Uluslararası yazarlar örgütü İnternational PEN Yöneticisi Eugene Schoulgin, dünyada birçok ülke gezdiğini, ama Türkiye gibi halkından bu kadar korkan bir devlet görmediğini söyledi. Schoulgin, “İnsanlara hizmet eden bir devletten gelen biri olarak Türkiye’deki uygulamalar bana çok garip geliyor” dedi.
İnsan Hakları Ortak Platformu (İHOP) ve Ankara Üniversitesi Siyasal Bilgiler Fakültesi İnsan Hakları Merkezi’nin birlikte düzenlediği “İfade Özgürlüğü: İlkeler ve Türkiye” konulu uluslar arası konferansında konuşan Schoulgin, bir çok yazar ve gazetecinin yargılandığı TCK 301. maddeyi eleştirdi.

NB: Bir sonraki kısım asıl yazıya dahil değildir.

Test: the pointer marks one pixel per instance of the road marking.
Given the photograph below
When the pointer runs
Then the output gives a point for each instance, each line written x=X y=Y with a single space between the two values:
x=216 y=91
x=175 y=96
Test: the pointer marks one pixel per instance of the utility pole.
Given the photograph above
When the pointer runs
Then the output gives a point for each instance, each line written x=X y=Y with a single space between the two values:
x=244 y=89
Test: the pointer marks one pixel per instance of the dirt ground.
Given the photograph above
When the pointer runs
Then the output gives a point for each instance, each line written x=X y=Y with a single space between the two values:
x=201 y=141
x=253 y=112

DEĞİŞTİRMEK SORUN ÇÖZMÜYOR
Türkiye’deki bazı uygulamalara bir anlama veremediğini ifade eden Schoulgin, “Siz herhalde çok tehlikeli insanlarsınız. Dünyanın bir çok yerini gezdim ama halkından bu kadar korkan bir devlet görmedim. Kanunlarda halkı sınırlayan çok madde var. Demek ki size güvenmiyorlar. İnsanlara hizmet eden bir devletten gelen biri olarak Türkiye’deki uygulamalar bana çok garip geliyor” dedi.

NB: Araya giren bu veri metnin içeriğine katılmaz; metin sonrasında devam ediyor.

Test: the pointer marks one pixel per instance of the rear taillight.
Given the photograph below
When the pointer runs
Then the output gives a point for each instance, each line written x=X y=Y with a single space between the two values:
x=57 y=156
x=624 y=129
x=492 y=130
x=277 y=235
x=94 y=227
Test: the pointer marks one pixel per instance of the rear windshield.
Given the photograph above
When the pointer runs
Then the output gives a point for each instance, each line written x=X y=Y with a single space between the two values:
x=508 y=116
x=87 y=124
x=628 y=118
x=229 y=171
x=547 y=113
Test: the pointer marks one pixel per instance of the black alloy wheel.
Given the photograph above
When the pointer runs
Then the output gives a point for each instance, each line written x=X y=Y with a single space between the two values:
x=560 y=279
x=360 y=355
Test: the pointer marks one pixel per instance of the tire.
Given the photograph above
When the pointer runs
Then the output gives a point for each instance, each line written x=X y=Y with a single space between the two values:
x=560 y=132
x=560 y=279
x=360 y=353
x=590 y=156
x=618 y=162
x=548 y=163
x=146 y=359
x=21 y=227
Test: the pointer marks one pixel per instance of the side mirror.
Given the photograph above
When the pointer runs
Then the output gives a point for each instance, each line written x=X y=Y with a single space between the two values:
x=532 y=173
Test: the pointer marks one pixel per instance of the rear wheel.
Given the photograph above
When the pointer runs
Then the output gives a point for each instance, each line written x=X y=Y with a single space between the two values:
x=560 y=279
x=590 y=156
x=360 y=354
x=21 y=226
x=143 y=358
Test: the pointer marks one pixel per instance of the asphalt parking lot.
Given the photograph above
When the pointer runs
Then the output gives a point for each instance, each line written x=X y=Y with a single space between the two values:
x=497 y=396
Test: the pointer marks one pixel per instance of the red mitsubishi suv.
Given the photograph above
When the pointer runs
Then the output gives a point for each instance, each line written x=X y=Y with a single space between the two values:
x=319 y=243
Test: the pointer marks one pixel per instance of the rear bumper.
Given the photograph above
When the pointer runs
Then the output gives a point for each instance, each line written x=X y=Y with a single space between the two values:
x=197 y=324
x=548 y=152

Schoulgin, TCK 301. madde ile ilgili açılan dâvâların yazar ve düşünürleri endişeye sevk ettiğine dikkati çekerek, “Yazarlar, düşünürler ‘acaba yazdıklarım benim başıma da belâ olur mu?’ düşüncesiyle kendi kendini sansürlüyor. Bu durum ortaya çıkacak pek çok güzel eseri yok ediyor” diye konuştu.
Schoulgin, kanunlarda yer alan tartışmalı maddelerin düzeltilmesinin yeterli olmadığını vurgulayarak, “Değiştirmek sorunu çözmüyor, kaldırmak gerekiyor. Lütfen kendi insanınıza, yazarınıza güvenin” dedi.
Türkiye ile AB arasındaki ilişkilere de değinen Eugene Schoulgin, AB’nin ABD ile karıştırılmaması gerektiğini AB’nin bir çok farklı ülke ve kültürün bir araya gelmesiyle meydana gelen bir birlik olduğunu söyledi.
TÜRKİYE İLE AB ARASINDA
AKIL KARIŞIKLIĞI VAR
Eugene Schoulgin konuşmasını şöyle sürdürdü: “AB, ABD değildir. Fransa’nın soykırımı inkâr yasasını kabul etmesi diğer Avrupa ülkelerinin de aynı düşündüğünü göstermez. Türkiye bu kararla ilgili ‘Avrupa şöyle yaptı’ diyor. ‘AB’nin çifte standart uyguladığını’ söylüyor. Aslında AB’de iki değil onlarca standart var. Avrupa farklı ülkelerin, kültürlerin bir araya gelmesiyle oluşan bir birliktir. Bir ülkenin içinde bile farklı görüşler var. Biz birbirlerimize garip gelen fikirlerimizle yaşamak zorundayız. Türkiye’de nasılki Avrupa’yı isteyen ve istemeyenler var. AB’de de Türkiye’yi destekleyen, üye olmasını isteyen bir çok Avrupalı var. Ama istemeyenler de var. Sadece olumsuz tarafını görmek ilişkilerin sağlıklı yürümesini engeller. Türkiye ile AB arasında akıl karışıklığı var. Bunu tamamen düzeltmek mümkün değil ama mümkün olduğunca bu karışıklığı minimum seviyeye indirmek gerekiyor. Türkiye AB’ye girmek istiyorsa geçmişindeki yanlış uygulamalarını kabul etmeli. AB’ye üye ülkeler de geçmişlerindeki yanlışları kabul ederek bir araya geldi.”
Mustafa Erdoğan: Yargı özgürlüğe engel
Aynı toplantıda konuşan Hacettepe Üniversitesi öğretim üyesi Mustafa Erdoğan da, Türkiye’de ciddî ifade özgürlüğü sorunları bulunduğunu söyleyerek sorunun yargı kültüründen de kaynaklandığını açıkladı. Hukuk normlarının çıkarılış amaçlarının dışına çıkılmamasını isteyen Erdoğan, hukuk alanını bazen mahkemelerce de ihlâl edildiğini savunarak, “Benzer uyuşmazlıklar benzer kararlarla giderilmesi gerekirken, bu böyle olmuyor, zıt kararlar veriliyor” diyerek, bunda “yargıda devlet perspektifinin etkisi” olduğunu kaydetti.